Сидевшая подле герцогини Александра неотрывно смотрела в окно на безукоризненно подстриженный бархат газонов, рассеченный подъездной аллеей. По обе стороны от нее росли вековые деревья, простиравшие покрытые густой листвой ветви, словно зонтики, над экипажами. Невзирая на то что Хоторн теперь принадлежал Энтони, Александра не могла не думать о нем как о доме Джордана. Здесь он родился и вырос. Здесь она узнает о муже все, что не успела узнать, пока он был жив. Здесь она будет чувствовать себя ближе к нему.

– Прекраснее Хоторна нет места на свете, – выдохнула она.
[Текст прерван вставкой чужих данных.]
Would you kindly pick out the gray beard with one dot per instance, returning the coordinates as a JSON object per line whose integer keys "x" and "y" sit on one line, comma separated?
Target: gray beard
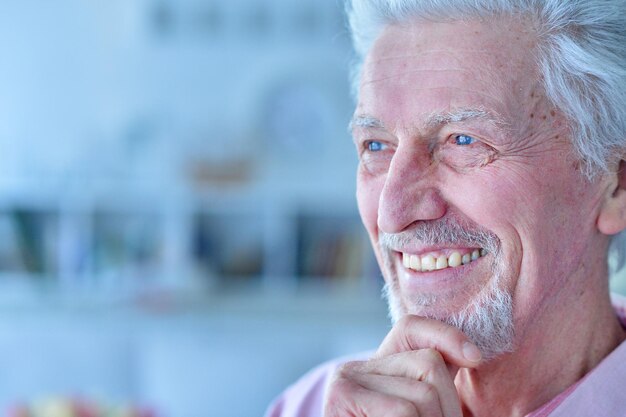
{"x": 487, "y": 321}
{"x": 488, "y": 318}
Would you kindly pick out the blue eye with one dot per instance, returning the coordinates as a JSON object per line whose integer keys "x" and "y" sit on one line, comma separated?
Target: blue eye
{"x": 375, "y": 146}
{"x": 464, "y": 140}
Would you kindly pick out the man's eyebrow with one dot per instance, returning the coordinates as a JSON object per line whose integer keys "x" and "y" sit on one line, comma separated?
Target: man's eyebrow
{"x": 434, "y": 119}
{"x": 365, "y": 122}
{"x": 461, "y": 115}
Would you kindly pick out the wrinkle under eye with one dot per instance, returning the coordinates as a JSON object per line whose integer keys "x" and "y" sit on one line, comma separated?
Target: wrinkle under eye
{"x": 464, "y": 140}
{"x": 375, "y": 146}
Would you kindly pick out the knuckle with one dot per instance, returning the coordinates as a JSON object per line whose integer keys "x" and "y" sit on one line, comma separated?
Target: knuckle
{"x": 428, "y": 393}
{"x": 431, "y": 356}
{"x": 348, "y": 368}
{"x": 401, "y": 408}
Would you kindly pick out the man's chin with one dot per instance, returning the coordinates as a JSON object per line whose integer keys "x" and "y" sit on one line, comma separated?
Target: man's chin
{"x": 487, "y": 320}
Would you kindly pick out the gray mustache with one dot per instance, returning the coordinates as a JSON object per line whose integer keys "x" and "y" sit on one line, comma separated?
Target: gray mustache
{"x": 443, "y": 231}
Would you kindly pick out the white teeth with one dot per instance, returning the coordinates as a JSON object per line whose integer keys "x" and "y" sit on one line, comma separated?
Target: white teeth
{"x": 428, "y": 263}
{"x": 432, "y": 263}
{"x": 454, "y": 260}
{"x": 442, "y": 262}
{"x": 415, "y": 262}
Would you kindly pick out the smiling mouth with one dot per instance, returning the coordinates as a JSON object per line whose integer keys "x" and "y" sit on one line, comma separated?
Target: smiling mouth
{"x": 436, "y": 261}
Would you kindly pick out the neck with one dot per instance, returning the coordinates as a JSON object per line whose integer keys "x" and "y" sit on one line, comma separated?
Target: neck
{"x": 572, "y": 339}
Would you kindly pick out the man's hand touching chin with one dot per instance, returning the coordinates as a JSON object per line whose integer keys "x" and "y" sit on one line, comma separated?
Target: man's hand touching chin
{"x": 411, "y": 374}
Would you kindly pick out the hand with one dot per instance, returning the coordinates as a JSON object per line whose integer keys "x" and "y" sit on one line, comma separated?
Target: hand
{"x": 411, "y": 374}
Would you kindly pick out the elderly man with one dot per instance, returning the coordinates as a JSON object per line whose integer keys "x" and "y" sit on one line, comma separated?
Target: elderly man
{"x": 491, "y": 136}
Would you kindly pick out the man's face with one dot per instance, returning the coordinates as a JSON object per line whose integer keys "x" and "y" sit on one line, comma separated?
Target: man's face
{"x": 462, "y": 156}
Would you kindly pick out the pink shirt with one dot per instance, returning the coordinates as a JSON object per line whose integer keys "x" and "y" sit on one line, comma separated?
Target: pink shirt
{"x": 600, "y": 393}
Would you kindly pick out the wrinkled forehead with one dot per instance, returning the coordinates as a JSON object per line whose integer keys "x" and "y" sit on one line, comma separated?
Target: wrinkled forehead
{"x": 460, "y": 64}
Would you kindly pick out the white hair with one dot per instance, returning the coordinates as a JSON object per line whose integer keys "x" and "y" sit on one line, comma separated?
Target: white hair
{"x": 581, "y": 55}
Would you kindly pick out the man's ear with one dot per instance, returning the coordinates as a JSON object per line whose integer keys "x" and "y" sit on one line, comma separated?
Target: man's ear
{"x": 612, "y": 217}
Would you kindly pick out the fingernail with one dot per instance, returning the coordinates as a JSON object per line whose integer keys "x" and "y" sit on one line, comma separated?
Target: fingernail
{"x": 471, "y": 352}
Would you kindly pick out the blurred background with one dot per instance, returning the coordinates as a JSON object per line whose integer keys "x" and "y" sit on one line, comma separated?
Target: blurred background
{"x": 178, "y": 230}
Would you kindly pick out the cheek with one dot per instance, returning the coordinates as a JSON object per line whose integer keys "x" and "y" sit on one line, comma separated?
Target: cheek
{"x": 368, "y": 196}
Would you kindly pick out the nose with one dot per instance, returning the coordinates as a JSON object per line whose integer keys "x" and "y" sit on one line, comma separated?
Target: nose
{"x": 410, "y": 193}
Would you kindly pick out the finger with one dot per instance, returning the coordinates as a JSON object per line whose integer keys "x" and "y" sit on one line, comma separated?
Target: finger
{"x": 347, "y": 398}
{"x": 414, "y": 333}
{"x": 425, "y": 365}
{"x": 422, "y": 395}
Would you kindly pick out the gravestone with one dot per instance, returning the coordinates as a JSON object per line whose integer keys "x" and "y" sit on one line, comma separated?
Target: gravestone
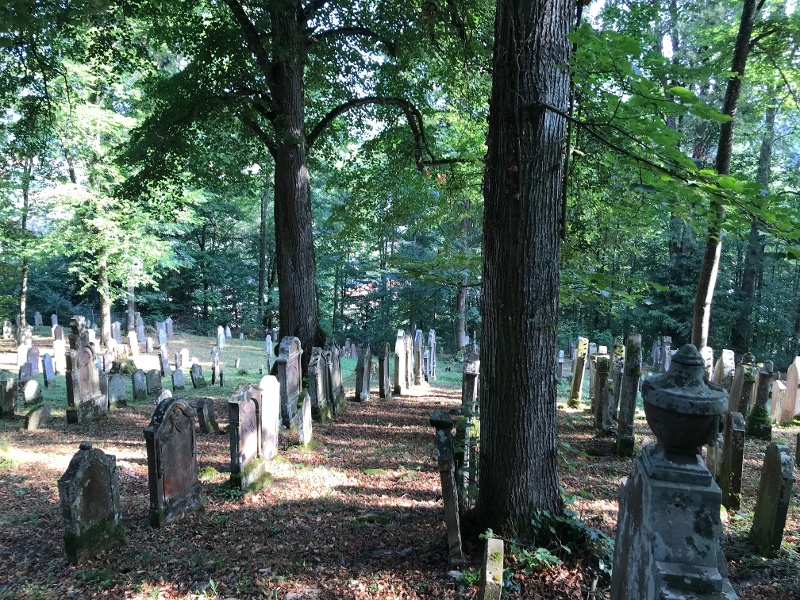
{"x": 730, "y": 468}
{"x": 85, "y": 401}
{"x": 305, "y": 431}
{"x": 89, "y": 497}
{"x": 153, "y": 382}
{"x": 172, "y": 462}
{"x": 418, "y": 355}
{"x": 196, "y": 375}
{"x": 117, "y": 397}
{"x": 271, "y": 402}
{"x": 400, "y": 364}
{"x": 133, "y": 342}
{"x": 139, "y": 381}
{"x": 364, "y": 373}
{"x": 177, "y": 380}
{"x": 792, "y": 395}
{"x": 779, "y": 403}
{"x": 317, "y": 386}
{"x": 205, "y": 416}
{"x": 38, "y": 417}
{"x": 288, "y": 373}
{"x": 32, "y": 393}
{"x": 443, "y": 424}
{"x": 334, "y": 384}
{"x": 578, "y": 370}
{"x": 245, "y": 418}
{"x": 384, "y": 387}
{"x": 772, "y": 502}
{"x": 759, "y": 424}
{"x": 669, "y": 534}
{"x": 631, "y": 373}
{"x": 8, "y": 396}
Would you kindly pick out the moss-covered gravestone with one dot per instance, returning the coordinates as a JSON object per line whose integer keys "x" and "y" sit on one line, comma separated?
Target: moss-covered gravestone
{"x": 172, "y": 462}
{"x": 89, "y": 493}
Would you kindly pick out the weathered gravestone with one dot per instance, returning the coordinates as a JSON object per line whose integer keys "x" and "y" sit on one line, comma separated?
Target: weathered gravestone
{"x": 89, "y": 496}
{"x": 384, "y": 387}
{"x": 196, "y": 375}
{"x": 37, "y": 417}
{"x": 245, "y": 415}
{"x": 139, "y": 385}
{"x": 288, "y": 373}
{"x": 631, "y": 373}
{"x": 578, "y": 370}
{"x": 364, "y": 373}
{"x": 85, "y": 402}
{"x": 730, "y": 468}
{"x": 318, "y": 386}
{"x": 400, "y": 363}
{"x": 117, "y": 397}
{"x": 172, "y": 462}
{"x": 177, "y": 380}
{"x": 205, "y": 416}
{"x": 772, "y": 503}
{"x": 669, "y": 534}
{"x": 153, "y": 382}
{"x": 444, "y": 449}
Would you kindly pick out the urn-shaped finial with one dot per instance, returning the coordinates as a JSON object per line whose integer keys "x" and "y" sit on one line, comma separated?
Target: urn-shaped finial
{"x": 682, "y": 407}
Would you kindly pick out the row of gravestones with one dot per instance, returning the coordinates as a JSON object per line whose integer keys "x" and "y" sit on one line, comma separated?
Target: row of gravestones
{"x": 89, "y": 489}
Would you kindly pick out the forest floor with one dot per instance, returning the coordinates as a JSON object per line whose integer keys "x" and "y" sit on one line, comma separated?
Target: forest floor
{"x": 358, "y": 515}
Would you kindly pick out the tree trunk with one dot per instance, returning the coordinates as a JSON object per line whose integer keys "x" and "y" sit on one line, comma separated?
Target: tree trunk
{"x": 294, "y": 241}
{"x": 701, "y": 316}
{"x": 753, "y": 262}
{"x": 521, "y": 244}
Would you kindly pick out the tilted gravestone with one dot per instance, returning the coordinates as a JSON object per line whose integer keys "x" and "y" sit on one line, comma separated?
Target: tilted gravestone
{"x": 139, "y": 381}
{"x": 85, "y": 402}
{"x": 288, "y": 373}
{"x": 89, "y": 496}
{"x": 196, "y": 375}
{"x": 400, "y": 363}
{"x": 153, "y": 382}
{"x": 177, "y": 380}
{"x": 384, "y": 387}
{"x": 117, "y": 397}
{"x": 772, "y": 502}
{"x": 364, "y": 374}
{"x": 172, "y": 462}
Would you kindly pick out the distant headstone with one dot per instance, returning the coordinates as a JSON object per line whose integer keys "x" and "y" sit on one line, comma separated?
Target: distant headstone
{"x": 89, "y": 497}
{"x": 116, "y": 391}
{"x": 139, "y": 381}
{"x": 205, "y": 416}
{"x": 289, "y": 377}
{"x": 172, "y": 462}
{"x": 364, "y": 373}
{"x": 772, "y": 503}
{"x": 177, "y": 380}
{"x": 153, "y": 381}
{"x": 196, "y": 375}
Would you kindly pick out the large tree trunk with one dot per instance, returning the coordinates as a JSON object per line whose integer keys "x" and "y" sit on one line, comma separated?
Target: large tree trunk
{"x": 701, "y": 316}
{"x": 294, "y": 240}
{"x": 743, "y": 327}
{"x": 521, "y": 245}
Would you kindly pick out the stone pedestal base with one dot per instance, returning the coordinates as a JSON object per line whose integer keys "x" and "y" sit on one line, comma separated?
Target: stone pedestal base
{"x": 669, "y": 533}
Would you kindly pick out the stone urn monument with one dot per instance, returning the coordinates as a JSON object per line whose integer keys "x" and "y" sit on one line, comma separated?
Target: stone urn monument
{"x": 669, "y": 532}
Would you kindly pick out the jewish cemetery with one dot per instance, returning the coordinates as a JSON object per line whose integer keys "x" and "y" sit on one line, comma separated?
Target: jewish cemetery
{"x": 381, "y": 301}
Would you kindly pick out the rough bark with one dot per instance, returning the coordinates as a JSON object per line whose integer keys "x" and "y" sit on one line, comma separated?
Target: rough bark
{"x": 522, "y": 193}
{"x": 701, "y": 316}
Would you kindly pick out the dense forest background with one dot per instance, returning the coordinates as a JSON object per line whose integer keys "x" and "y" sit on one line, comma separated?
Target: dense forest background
{"x": 133, "y": 162}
– Посмотрим, что вы скажете, когда увидите дом! – улыбнулся Энтони ее детскому восторгу, и по его тону Алекс поняла, что здание должно быть настоящим дворцом. Тем не менее она затаила дыхание, когда за поворотом открылся вид на возвышавшийся в полумиле впереди трехэтажный особняк на фоне невысоких холмов, хрустально-прозрачных голубых речушек и спускавшихся уступами садов. На переднем плане, напротив здания, расстилалось большое озеро; по его спокойной глади скользили белые лебеди, а справа над озером стояла прелестная беседка в классическом греческом стиле с белыми колоннами.

– Это больше чем прекрасно, – прошептала девушка. На пологих ступеньках крыльца выстроилось с полдюжины лакеев. Подавив ощущение того, что ведет себя крайне грубо, Александра, однако, последовала примеру герцогини и прошла мимо слуг с таким лицом, словно тех не существовало.

Человек в роскошной ливрее, чей величественный облик лучше всяких слов изобличал в нем дворецкого, распахнул двери. Герцогиня представила его как Хиггинса и проследовала в холл вместе с Александрой.

Широкая изогнутая мраморная лестница поднималась изящным полукругом из холла на самый верх. Александра и герцогиня взошли по ступенькам в великолепные покои, отделанные в розовых тонах.

После ухода горничной герцогиня обратилась к Алекс:

– Не хотите ли отдохнуть? Вчерашний день оказался нелегким испытанием для всех нас.

Воспоминания о заупокойной службе по Джордану сливались в сознании девушки в бесконечные мгновения боли и нереальности происходящего – зловещий туман, в котором выделялись лишь глаза окружающих, смотревших на нее с каким-то странным любопытством. Александра все это время простояла рядом с герцогиней. На службу приехали овдовевшая мать и младший брат Энтони, худенький хромой мальчик. Было видно, что оба искренне скорбят о Джордане. Полчаса назад их экипаж свернул на дорогу, ведущую к бывшему дому Энтони. Александра сразу же полюбила новых родственников и была рада, что они живут поблизости.